Mission: Get As Muddy As Possible Before The Finish Line

On a normal day, kids are asked dozens of times to act and look a certain way. To tuck in their shirt, fix their hair, clean the chocolate milk mustaches off their face and use a towel – not their shorts — to wipe their hands.

They’re instructed to avoid tempting puddles, find a detour around mud and to “be careful.”  Mud runs throw all of that out the window. Obstacle course races, like those hosted by Spartan and Terrain, are more than just races for kids. They’re an absolute liberation.
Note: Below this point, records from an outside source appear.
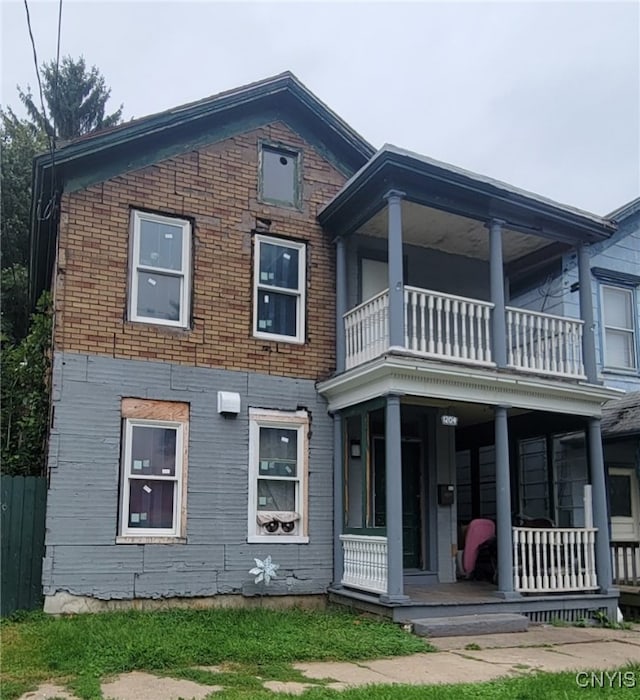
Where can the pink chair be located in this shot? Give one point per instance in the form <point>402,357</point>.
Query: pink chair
<point>479,531</point>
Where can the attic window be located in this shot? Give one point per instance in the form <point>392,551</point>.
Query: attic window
<point>279,176</point>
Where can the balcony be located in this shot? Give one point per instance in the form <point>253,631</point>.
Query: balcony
<point>457,329</point>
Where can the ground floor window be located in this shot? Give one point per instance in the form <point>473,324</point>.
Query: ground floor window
<point>154,468</point>
<point>278,466</point>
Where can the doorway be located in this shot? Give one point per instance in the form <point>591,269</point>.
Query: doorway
<point>412,497</point>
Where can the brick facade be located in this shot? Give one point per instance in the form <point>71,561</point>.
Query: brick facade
<point>216,187</point>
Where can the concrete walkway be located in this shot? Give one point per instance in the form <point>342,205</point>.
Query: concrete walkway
<point>458,659</point>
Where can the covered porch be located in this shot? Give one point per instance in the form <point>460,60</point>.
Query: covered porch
<point>401,518</point>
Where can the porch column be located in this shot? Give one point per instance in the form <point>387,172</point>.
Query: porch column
<point>341,303</point>
<point>396,273</point>
<point>393,459</point>
<point>600,507</point>
<point>586,314</point>
<point>338,505</point>
<point>503,505</point>
<point>496,273</point>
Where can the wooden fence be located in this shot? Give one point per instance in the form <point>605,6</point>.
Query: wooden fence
<point>22,514</point>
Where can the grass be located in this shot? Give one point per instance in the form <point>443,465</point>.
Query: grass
<point>249,647</point>
<point>83,649</point>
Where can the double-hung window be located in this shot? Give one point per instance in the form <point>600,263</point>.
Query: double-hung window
<point>278,448</point>
<point>159,284</point>
<point>279,289</point>
<point>619,328</point>
<point>153,469</point>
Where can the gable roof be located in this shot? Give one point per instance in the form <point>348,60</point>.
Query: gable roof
<point>621,417</point>
<point>431,182</point>
<point>625,211</point>
<point>134,144</point>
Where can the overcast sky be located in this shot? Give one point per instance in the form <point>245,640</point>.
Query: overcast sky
<point>543,95</point>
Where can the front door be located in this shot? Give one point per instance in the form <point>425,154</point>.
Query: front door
<point>411,505</point>
<point>411,497</point>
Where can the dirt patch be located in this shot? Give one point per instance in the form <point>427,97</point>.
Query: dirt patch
<point>46,691</point>
<point>142,686</point>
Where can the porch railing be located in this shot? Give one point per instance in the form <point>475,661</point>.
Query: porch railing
<point>367,330</point>
<point>544,343</point>
<point>458,329</point>
<point>626,563</point>
<point>554,560</point>
<point>447,326</point>
<point>365,562</point>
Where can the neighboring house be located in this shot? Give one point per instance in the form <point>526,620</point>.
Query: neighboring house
<point>615,287</point>
<point>270,340</point>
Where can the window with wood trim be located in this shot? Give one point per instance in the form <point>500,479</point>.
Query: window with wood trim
<point>160,270</point>
<point>619,328</point>
<point>278,465</point>
<point>279,289</point>
<point>154,469</point>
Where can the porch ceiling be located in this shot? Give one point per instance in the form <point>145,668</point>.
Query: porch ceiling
<point>451,233</point>
<point>399,373</point>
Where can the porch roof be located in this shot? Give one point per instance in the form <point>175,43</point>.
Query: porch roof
<point>621,418</point>
<point>448,188</point>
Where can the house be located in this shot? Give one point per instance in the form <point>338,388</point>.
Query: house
<point>615,277</point>
<point>271,340</point>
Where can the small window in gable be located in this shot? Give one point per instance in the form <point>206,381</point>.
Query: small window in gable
<point>279,176</point>
<point>159,283</point>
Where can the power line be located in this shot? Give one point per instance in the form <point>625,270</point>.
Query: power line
<point>56,94</point>
<point>48,128</point>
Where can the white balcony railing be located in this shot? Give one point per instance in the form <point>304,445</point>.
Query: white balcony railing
<point>458,329</point>
<point>365,562</point>
<point>554,560</point>
<point>367,330</point>
<point>446,326</point>
<point>626,563</point>
<point>544,343</point>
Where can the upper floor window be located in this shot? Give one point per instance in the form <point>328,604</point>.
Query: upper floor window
<point>279,176</point>
<point>159,284</point>
<point>619,328</point>
<point>279,289</point>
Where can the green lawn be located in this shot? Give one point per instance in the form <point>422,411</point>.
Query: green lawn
<point>251,646</point>
<point>82,649</point>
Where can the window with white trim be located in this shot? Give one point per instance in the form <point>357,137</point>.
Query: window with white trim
<point>619,328</point>
<point>278,465</point>
<point>160,266</point>
<point>154,469</point>
<point>279,289</point>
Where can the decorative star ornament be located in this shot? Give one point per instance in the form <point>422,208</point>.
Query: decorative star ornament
<point>264,570</point>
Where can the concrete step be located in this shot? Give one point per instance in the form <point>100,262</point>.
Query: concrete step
<point>470,625</point>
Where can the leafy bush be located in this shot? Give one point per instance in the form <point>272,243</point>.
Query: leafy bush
<point>25,396</point>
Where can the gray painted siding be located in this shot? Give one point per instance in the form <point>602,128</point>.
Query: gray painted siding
<point>424,267</point>
<point>82,556</point>
<point>621,253</point>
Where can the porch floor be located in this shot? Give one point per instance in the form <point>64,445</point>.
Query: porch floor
<point>477,598</point>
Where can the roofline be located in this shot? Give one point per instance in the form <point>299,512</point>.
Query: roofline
<point>625,210</point>
<point>410,162</point>
<point>278,96</point>
<point>150,124</point>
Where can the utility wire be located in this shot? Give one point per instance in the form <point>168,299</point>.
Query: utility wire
<point>56,93</point>
<point>49,208</point>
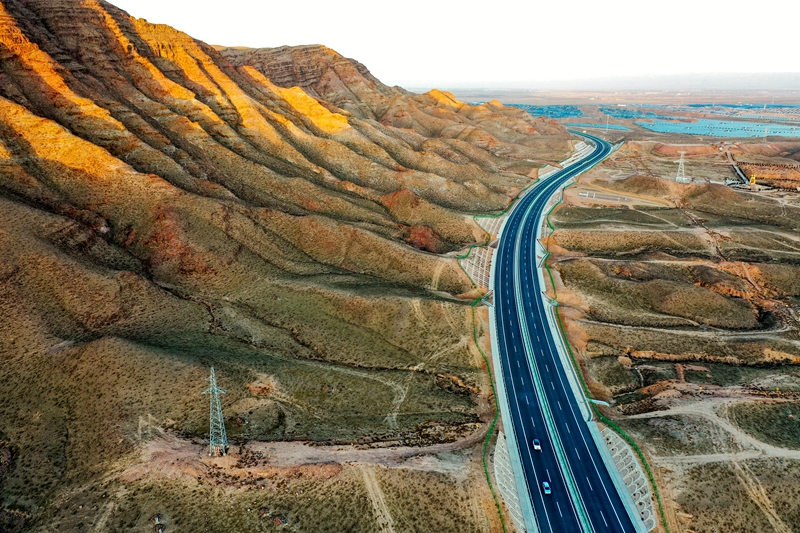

And, that’s not an exaggeration. We’ve made a habit of registering our crew for the kid versions of any obstacle course race, known as OCR, that we participate in ourselves. And they love every gritty, muddy, grimy minute of them.

mud 1

 

Because, they get to break the rules, they say, and get dirty. They get to jump over walls, when normally they’re told not to. They get to test their physical abilities on obstacles, and most of all, they learn in an era of participation trophies that they only get to take home a medal if they actually cross the finish line. They also like that every course is different, that they have no idea what is waiting for them.

Sometimes it’s a slide, a mud-lined drainage tunnel, a Tarzan-style rope swing or a million stairs, like those featured in the challenging Spartan Stadium race.

While the adult versions of these OCR competitions do require some training to prepare for the challenges (think: carrying a five-gallon bucket of rocks or army-crawling through mud under barbed wire), the kid versions are totally accessible. Our kids range in age from 5 to 12 and have been running them for the last year and a half without issue. They’re sporty, but they never train for the races.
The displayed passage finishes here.